The Monkees
Boston, July 2001
The Monkees were an amazing pop act in its purest (manufactured) sense. They boasted the kind of songs where by the time the second chorus came around, you already knew it. It was infectiously simple pop music at its best.
That was thirty years ago. The worst crime a band can commit is to be boring. At least if they're awful or brilliant they can draw an emotional response. But for the most part the only thing that the Monkees inspire now is apathy. So we get an hour and ten minutes of pure, unadulterated drawn-out boredom. Lots of solos, cabaret-style band introductions, the sax player taking centre stage, and god awful plodding songs are just some of the deficiencies that infect the set.
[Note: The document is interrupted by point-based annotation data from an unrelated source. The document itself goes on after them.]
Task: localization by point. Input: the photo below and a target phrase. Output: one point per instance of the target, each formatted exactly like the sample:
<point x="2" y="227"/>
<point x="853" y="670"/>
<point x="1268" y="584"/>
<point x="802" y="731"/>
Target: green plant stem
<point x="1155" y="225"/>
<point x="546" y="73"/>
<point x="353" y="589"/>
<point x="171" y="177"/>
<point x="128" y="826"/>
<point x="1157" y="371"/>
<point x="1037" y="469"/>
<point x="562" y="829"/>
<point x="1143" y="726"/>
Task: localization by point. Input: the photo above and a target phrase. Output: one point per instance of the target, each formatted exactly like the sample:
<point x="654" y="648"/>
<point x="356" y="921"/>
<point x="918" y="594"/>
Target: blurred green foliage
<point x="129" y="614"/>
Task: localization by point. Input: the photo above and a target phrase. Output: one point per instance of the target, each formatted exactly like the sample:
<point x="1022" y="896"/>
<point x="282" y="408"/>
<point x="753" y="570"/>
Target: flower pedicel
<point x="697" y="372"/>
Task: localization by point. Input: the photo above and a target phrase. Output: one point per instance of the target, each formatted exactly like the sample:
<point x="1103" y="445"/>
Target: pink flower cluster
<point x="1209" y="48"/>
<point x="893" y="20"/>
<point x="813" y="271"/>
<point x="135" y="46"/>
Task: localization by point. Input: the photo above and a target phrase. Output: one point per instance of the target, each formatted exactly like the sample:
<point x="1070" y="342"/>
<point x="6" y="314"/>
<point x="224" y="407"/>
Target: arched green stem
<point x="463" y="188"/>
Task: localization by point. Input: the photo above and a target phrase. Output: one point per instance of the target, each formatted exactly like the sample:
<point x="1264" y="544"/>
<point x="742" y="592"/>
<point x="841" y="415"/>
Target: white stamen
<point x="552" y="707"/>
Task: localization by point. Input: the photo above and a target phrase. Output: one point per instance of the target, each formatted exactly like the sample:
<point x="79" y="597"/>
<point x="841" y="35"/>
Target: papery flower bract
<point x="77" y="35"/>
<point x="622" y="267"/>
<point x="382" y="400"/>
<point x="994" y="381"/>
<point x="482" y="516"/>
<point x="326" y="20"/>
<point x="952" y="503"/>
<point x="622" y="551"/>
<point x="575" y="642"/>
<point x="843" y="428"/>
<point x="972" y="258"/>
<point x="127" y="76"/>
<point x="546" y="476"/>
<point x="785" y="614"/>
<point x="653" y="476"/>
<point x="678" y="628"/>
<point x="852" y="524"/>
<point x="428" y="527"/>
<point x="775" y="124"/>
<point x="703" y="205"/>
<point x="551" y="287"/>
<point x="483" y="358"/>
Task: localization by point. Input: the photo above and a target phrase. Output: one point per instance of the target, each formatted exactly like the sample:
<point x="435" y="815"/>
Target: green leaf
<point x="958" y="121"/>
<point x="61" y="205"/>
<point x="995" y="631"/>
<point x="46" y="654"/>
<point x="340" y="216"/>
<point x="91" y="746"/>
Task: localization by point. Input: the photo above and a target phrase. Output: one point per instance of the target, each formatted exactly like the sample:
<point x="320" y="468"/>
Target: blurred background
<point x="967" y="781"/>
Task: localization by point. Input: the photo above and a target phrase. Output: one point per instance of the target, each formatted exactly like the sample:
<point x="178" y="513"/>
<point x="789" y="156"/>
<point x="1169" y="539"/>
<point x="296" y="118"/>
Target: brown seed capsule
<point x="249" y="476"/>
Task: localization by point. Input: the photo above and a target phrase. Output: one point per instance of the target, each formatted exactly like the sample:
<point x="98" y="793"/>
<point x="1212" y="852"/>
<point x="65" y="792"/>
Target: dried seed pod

Meanwhile unaffected Bostonians ask each other about work on Monday and comment on Davy Jones' similarity to Austin Powers. We even have to listen to the bloody songs their mothers played to them as kids as well as enduring a (not very big) collection of solo 'hits' the guys have racked up through the years.
Even the opener 'Last Train to Clarksville' is more of a plodding National Express than a speeding locomotive. Then, after an hour in purgatory comes the chiming piano bar of 'Daydream Believer'. The voice may have deteriorated, the youth long since faded, but the lovestruck teen sentiment remains. This is possibly the best three minutes pop has ever known. Follow it up with 'Stepping Stone'and 'I'm a Believer' and you have nostalgic heaven on earth.
But this late late show doesn't mean that the Monkees can be forgiven for their sins over the last 70 minutes, never mind the last thirty years. It's more of a reminder that once this band could kill you stone dead with an awesome pop hook, but now they're more likely to send you into a deep sleep.